Most attempts at quantum gravity treat spacetime as somehow fundamental—albeit quantised, discretised, or reimagined—rather than exploring the more radical idea that configuration space, or some deeper pre-geometric structure, is ontologically prior. Canonical quantisation, loop quantum gravity, spin foams—all these frameworks tend to smuggle spacetime in through the back door: manifolds, coordinate charts, causal orderings. The stage may wobble, shrink, or pixelate, but it remains recognisably a stage.
There is, however, a less-travelled but more conceptually daring road: theories in which configuration space comes first. These approaches ask the unthinkable: If space and time are emergent, then from what exactly are they emerging?
The situation today is not unlike physics in the 1890s. Maxwell’s electrodynamics stood tall, yet the atom remained an enigma, and the aether was taken for granted. A great theoretical edifice loomed, but its foundations were about to be washed away by the incoming tide of Planck and Einstein. We may now be in the same liminal moment—admiring the view from a scaffold that future physicists will dismantle.
In today’s pre-paradigmatic landscape, we face a conceptual standoff. Quantum field theory presumes a smooth, fixed background spacetime. General relativity, by contrast, treats spacetime itself as dynamic—but without the faintest hint of quantum entanglement or superposition.
Attempts to resolve the tension tend either to bolt quantum mechanics onto classical geometry (as in loop quantum gravity), or to embed spacetime in a higher-dimensional scaffolding (as in string theory). Or, more radically, they dissolve spacetime entirely into something else: a tangle of configurations, causal sets, or entropic gradients.
The real difficulty is not merely technical—it’s philosophical. We lack not just the right equations, but the right questions. What is a “quantum” of geometry? What does a “probability amplitude” mean when there is no background spacetime in which anything can happen? These are not peripheral puzzles. They are ontological wrecking balls.
And unlike past scientific revolutions, we have no empirical anomaly to light the way. There is no ultraviolet catastrophe, no perihelion of Mercury. Quantum gravity has become theoretical physics’ Everest: people attempt the climb not because there is a storm coming, but because the peak is there, mocking us with its silence.
Still, for all their eccentricity and scarcity, these configuration-first approaches may be carving the path toward a Copernican reversal. What if spacetime is not the fundamental canvas, but a dramatis persona—an emergent illusion conjured from a deeper script written in the language of entanglement, topology, and relational structure?
Several research programs are already groping toward such a script.
- Tensor-network methods in AdS/CFT suggest that spatial geometry may be nothing more than a map of entanglement patterns.
- The “it from qubit” program frames spacetime as the holographic bookkeeping of quantum information.
- Causal set theory posits that causal order, not geometry, is the true primitive, with spacetime volume arising from the density of discrete events.
- Even more abstract approaches - group field theory, amplituhedra, twistor theory - hint that the familiar continuum may be only a projection from higher-dimensional combinatorial or algebraic structures.

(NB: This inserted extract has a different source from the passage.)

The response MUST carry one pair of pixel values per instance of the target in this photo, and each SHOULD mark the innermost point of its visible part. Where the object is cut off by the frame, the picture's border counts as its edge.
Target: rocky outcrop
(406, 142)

Whether any of these daring starts will crystallise into a paradigm is unknown. But the fact that multiple routes converge on the same suspicion - that spacetime is not fundamental at all - may itself be the signal. In the long arc of physics, such convergences often precede a revolution.
Whether that script will ever be legible to physicists in the 21st century is still an open question. But perhaps it’s the right one.